Monday 15 December 2008

In defence of public sector pensions

Naomi, the GMB's pensions supremo(!), has produced this rather good list of points of why public sector pensions do not eat babies....

Public Sector Pensions – The Source of All Known Ills

“Oh no they’re not” I hear at least half of you cry as everyone gets ready for panto season. You’d be right of course, but in light of the hideously one-sided press coverage of the issue here are ten facts you won’t have read about in the press:

1. Public sector pensions potentially keep 12million people from reliance on state benefits in retirement.
2. Public sector pension schemes, in particular the funded Local Government Pension Scheme, generate billions of pounds worth of investment in the UK economy.
3. Public sector pension schemes encourage retirement saving among 5.75m public sector workers – 85% of public sector workers are members of a pension scheme (compared with 40% in the private sector).
4. Lack of retirement saving in the private sector will lead to more poverty and significant pressure on state benefits in the future.
5. Greater poverty in retirement resulting from inadequate company pension provision in the private sector will lead to greater pressures on the NHS and local care services.
6. All workers pay for everyone’s retirement income.

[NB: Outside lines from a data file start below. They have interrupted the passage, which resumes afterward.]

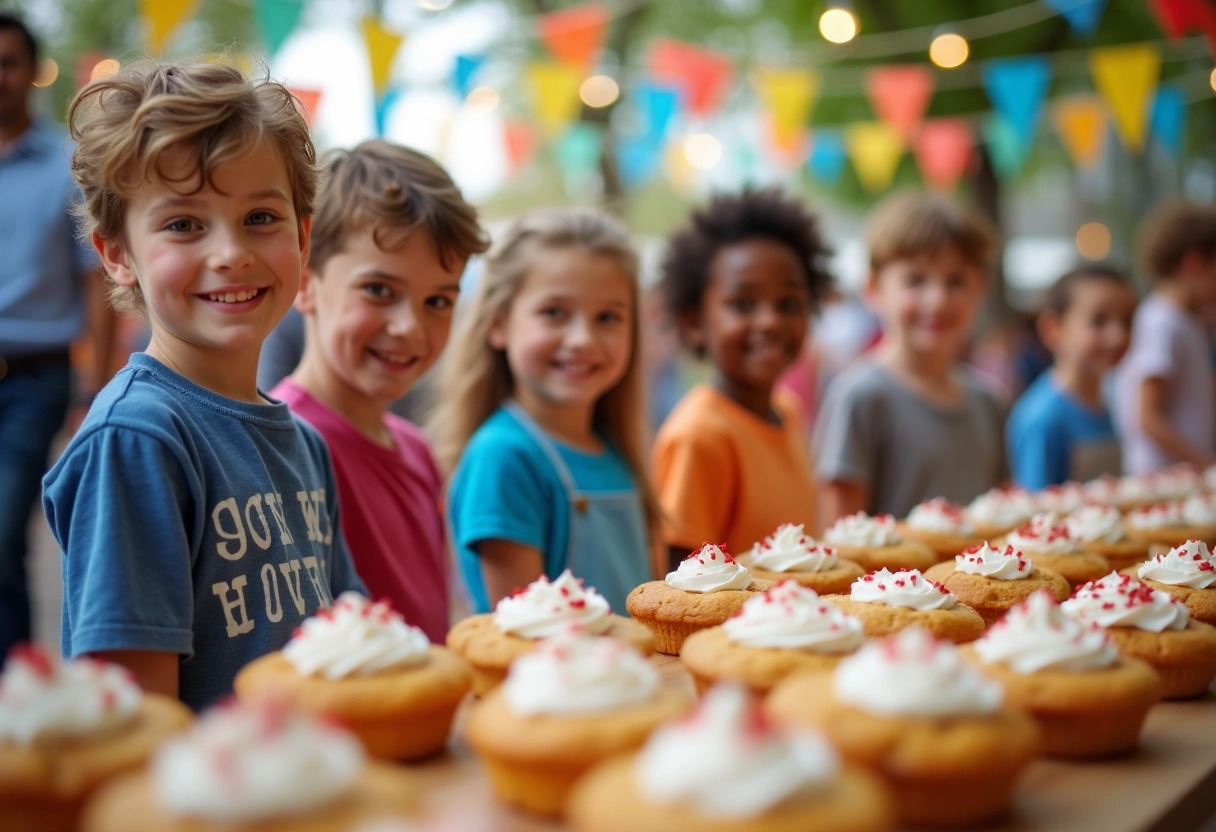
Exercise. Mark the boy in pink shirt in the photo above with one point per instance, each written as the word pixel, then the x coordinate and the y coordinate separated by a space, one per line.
pixel 390 240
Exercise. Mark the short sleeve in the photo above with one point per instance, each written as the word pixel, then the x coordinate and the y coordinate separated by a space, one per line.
pixel 697 479
pixel 122 506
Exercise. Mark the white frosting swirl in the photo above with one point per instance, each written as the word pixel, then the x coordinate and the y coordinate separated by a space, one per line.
pixel 1045 534
pixel 710 569
pixel 249 763
pixel 794 617
pixel 912 674
pixel 940 516
pixel 1122 601
pixel 547 608
pixel 1006 563
pixel 789 549
pixel 1189 565
pixel 861 529
pixel 578 673
pixel 906 588
pixel 1097 524
pixel 1036 635
pixel 43 702
pixel 727 760
pixel 355 637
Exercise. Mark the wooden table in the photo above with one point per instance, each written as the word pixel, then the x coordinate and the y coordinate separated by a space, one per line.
pixel 1167 786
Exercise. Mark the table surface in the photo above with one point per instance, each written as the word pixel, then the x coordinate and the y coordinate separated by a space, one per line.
pixel 1167 786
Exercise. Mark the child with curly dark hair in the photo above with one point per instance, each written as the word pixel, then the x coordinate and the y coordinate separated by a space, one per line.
pixel 739 281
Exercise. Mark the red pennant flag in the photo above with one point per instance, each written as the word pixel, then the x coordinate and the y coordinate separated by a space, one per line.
pixel 900 96
pixel 702 74
pixel 575 34
pixel 944 150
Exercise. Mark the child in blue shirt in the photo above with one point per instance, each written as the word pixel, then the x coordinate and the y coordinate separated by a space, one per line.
pixel 198 521
pixel 1059 429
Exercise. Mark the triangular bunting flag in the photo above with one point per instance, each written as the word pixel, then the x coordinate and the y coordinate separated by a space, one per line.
pixel 944 150
pixel 874 149
pixel 575 34
pixel 1017 88
pixel 276 20
pixel 702 74
pixel 553 88
pixel 1081 122
pixel 1126 78
pixel 788 96
pixel 900 96
pixel 161 21
pixel 382 48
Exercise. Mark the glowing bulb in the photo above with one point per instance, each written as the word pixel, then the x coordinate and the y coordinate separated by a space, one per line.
pixel 1093 241
pixel 838 26
pixel 598 91
pixel 703 151
pixel 949 50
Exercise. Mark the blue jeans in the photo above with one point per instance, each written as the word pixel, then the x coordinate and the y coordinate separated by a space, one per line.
pixel 33 405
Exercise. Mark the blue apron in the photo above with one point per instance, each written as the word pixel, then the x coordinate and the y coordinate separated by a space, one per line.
pixel 607 544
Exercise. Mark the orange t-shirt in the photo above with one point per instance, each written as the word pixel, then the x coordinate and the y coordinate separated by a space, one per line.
pixel 724 474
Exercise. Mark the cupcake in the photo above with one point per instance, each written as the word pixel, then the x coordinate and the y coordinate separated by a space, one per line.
pixel 564 707
pixel 262 768
pixel 491 641
pixel 66 729
pixel 787 629
pixel 789 554
pixel 991 579
pixel 941 526
pixel 1088 700
pixel 998 511
pixel 361 664
pixel 874 543
pixel 1188 573
pixel 707 589
pixel 887 602
pixel 1047 543
pixel 1101 529
pixel 725 768
pixel 1152 625
pixel 936 730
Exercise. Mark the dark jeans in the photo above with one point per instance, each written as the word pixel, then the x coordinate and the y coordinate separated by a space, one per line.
pixel 33 405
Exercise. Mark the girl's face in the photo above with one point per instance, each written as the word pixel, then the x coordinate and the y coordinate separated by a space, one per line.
pixel 568 335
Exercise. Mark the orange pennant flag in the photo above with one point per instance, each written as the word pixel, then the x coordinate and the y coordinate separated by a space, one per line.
pixel 1081 122
pixel 576 34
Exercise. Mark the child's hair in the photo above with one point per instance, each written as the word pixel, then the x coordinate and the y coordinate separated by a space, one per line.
pixel 393 191
pixel 735 218
pixel 915 223
pixel 477 378
pixel 1060 294
pixel 124 123
pixel 1175 230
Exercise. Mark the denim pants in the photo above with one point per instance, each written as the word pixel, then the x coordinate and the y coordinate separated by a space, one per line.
pixel 33 405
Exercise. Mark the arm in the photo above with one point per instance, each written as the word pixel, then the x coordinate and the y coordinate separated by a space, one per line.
pixel 1157 425
pixel 155 670
pixel 506 566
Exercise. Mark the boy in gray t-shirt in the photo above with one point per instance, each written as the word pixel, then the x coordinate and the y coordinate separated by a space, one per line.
pixel 910 422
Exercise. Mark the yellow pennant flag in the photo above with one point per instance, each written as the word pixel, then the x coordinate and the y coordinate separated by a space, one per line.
pixel 162 18
pixel 382 48
pixel 555 93
pixel 1126 77
pixel 788 96
pixel 876 149
pixel 1081 122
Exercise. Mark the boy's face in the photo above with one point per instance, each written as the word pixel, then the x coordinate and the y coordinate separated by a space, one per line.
pixel 753 314
pixel 1095 330
pixel 380 318
pixel 928 302
pixel 217 269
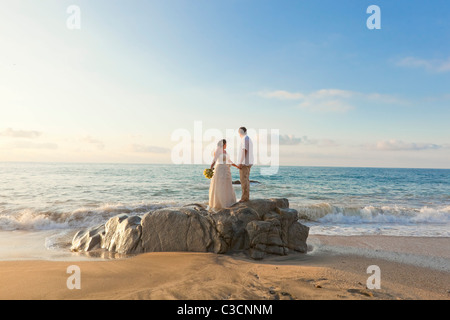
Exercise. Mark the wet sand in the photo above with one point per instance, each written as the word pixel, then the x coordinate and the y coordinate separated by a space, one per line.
pixel 320 274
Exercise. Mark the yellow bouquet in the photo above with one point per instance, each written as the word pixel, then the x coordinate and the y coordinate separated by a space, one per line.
pixel 208 173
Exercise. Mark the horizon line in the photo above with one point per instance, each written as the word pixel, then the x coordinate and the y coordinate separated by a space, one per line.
pixel 196 164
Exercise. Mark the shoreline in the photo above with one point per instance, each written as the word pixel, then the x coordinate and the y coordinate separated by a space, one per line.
pixel 319 274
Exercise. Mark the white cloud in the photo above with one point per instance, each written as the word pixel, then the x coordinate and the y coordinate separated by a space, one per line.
pixel 23 144
pixel 97 143
pixel 398 145
pixel 20 133
pixel 148 149
pixel 330 100
pixel 433 65
pixel 283 95
pixel 291 140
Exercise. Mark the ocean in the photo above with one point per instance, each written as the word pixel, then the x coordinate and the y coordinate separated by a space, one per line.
pixel 57 199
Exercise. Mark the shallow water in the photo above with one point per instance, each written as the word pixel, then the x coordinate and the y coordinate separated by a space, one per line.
pixel 62 198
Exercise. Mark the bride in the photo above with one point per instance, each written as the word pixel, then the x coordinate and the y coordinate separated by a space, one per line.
pixel 221 192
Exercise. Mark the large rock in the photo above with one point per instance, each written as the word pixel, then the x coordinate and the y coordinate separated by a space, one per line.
pixel 258 227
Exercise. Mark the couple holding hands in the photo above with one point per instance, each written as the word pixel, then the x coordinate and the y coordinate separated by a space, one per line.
pixel 221 192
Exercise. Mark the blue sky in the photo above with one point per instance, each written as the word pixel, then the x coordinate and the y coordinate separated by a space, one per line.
pixel 115 90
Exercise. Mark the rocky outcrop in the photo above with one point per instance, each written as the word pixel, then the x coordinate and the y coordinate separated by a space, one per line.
pixel 257 227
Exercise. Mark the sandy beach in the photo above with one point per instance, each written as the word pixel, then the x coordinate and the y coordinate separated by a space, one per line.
pixel 320 274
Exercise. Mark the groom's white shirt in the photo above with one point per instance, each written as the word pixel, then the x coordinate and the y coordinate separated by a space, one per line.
pixel 246 144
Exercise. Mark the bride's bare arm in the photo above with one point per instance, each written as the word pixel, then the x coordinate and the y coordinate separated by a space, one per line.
pixel 214 161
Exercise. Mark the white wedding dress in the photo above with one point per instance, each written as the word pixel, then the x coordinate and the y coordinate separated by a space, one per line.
pixel 221 192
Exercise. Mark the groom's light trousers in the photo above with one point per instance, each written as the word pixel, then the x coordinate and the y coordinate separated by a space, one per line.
pixel 244 175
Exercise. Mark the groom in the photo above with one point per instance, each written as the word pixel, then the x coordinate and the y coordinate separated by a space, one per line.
pixel 245 163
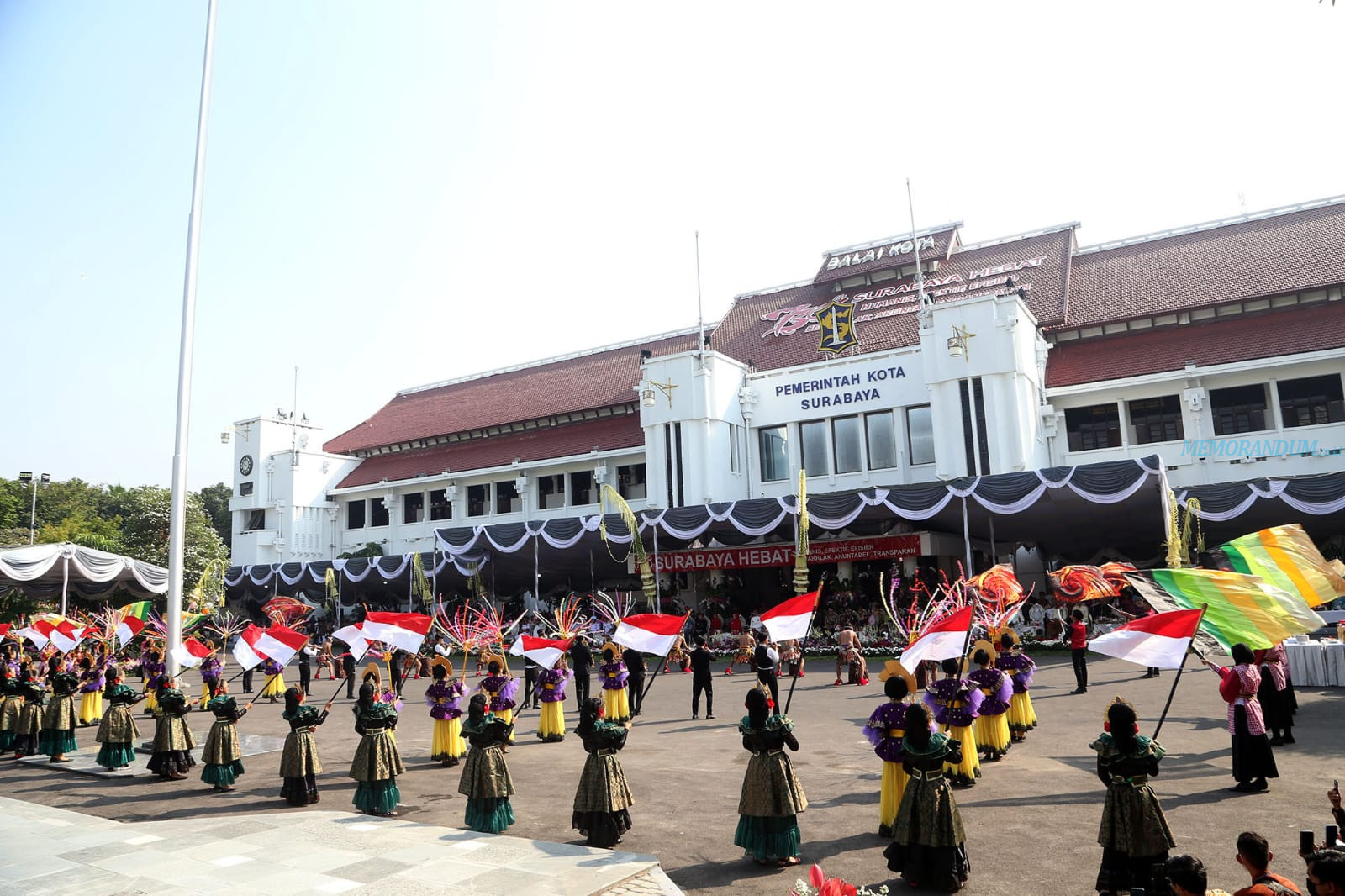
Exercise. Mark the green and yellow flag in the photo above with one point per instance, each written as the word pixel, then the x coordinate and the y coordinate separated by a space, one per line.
pixel 1286 557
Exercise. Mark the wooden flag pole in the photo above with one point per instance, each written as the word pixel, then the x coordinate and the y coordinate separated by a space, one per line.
pixel 802 643
pixel 1180 669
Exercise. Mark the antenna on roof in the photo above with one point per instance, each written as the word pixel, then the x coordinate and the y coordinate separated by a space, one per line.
pixel 699 309
pixel 925 300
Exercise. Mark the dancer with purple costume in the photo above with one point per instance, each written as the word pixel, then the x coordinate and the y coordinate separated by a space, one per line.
pixel 955 703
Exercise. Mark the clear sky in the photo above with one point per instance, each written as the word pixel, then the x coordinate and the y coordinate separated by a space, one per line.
pixel 403 192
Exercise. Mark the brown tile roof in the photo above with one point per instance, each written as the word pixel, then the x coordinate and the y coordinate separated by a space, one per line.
pixel 598 380
pixel 1274 255
pixel 1217 342
pixel 757 329
pixel 887 253
pixel 605 434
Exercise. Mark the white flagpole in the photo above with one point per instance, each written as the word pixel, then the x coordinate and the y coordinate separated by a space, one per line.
pixel 178 510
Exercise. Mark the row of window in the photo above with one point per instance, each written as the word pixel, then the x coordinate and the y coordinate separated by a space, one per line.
pixel 562 490
pixel 847 444
pixel 1237 409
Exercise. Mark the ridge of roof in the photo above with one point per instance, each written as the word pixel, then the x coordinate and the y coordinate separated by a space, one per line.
pixel 1015 237
pixel 1210 225
pixel 542 362
pixel 873 244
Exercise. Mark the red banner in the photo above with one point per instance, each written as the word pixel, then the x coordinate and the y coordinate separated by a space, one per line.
pixel 759 556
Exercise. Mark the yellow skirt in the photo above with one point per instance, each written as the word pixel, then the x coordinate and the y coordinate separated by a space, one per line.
pixel 1021 714
pixel 616 703
pixel 551 725
pixel 894 788
pixel 275 685
pixel 91 708
pixel 968 770
pixel 993 734
pixel 447 741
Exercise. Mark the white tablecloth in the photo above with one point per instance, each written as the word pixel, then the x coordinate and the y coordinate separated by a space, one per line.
pixel 1317 663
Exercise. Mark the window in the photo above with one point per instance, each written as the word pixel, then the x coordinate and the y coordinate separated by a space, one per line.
pixel 883 440
pixel 551 492
pixel 477 501
pixel 1156 420
pixel 582 488
pixel 440 508
pixel 506 498
pixel 1311 401
pixel 377 512
pixel 1237 409
pixel 817 456
pixel 356 514
pixel 1094 427
pixel 414 508
pixel 920 435
pixel 847 439
pixel 630 482
pixel 775 454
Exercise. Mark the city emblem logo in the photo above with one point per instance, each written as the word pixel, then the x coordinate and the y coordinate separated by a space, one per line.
pixel 836 322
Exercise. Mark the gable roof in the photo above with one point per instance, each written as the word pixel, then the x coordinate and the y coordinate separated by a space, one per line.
pixel 600 378
pixel 1263 255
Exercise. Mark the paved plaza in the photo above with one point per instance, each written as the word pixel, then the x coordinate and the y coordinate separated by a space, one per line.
pixel 1031 821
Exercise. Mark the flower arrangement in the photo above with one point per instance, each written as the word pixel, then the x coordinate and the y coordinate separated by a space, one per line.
pixel 820 884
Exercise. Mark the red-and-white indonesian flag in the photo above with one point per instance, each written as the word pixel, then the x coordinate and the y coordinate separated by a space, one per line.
pixel 66 635
pixel 279 643
pixel 542 651
pixel 190 653
pixel 790 620
pixel 400 630
pixel 945 640
pixel 650 633
pixel 354 635
pixel 1158 640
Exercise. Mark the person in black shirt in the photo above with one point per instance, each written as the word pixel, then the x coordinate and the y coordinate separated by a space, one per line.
pixel 582 662
pixel 634 661
pixel 703 680
pixel 766 660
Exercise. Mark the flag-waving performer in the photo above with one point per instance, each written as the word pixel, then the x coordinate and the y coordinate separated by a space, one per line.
pixel 444 698
pixel 299 762
pixel 486 781
pixel 222 755
pixel 773 797
pixel 603 798
pixel 377 762
pixel 885 728
pixel 118 732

The price of goods and services includes the cost of private sector pension provision, just like tax levels include the cost of public sector pension provision.
7. State benefits are funded by national insurance and taxation paid by everyone and used more by those with lower incomes e.g. those with inadequate pension savings due to poor private sector provision.
8. Public sector pensions account for about 20% of public sector workers’ remuneration packages.
9. Public sector pension schemes are good quality and rightly so, the country needs private sector schemes to be as good. Lower pensions for all means poverty in old age for all.
10. ‘Apartheid’ was the official policy of racial segregation formerly practiced in the South Africa, involving political, legal, and economic discrimination against non-whites; it is not an appropriate description of occupational pension provision.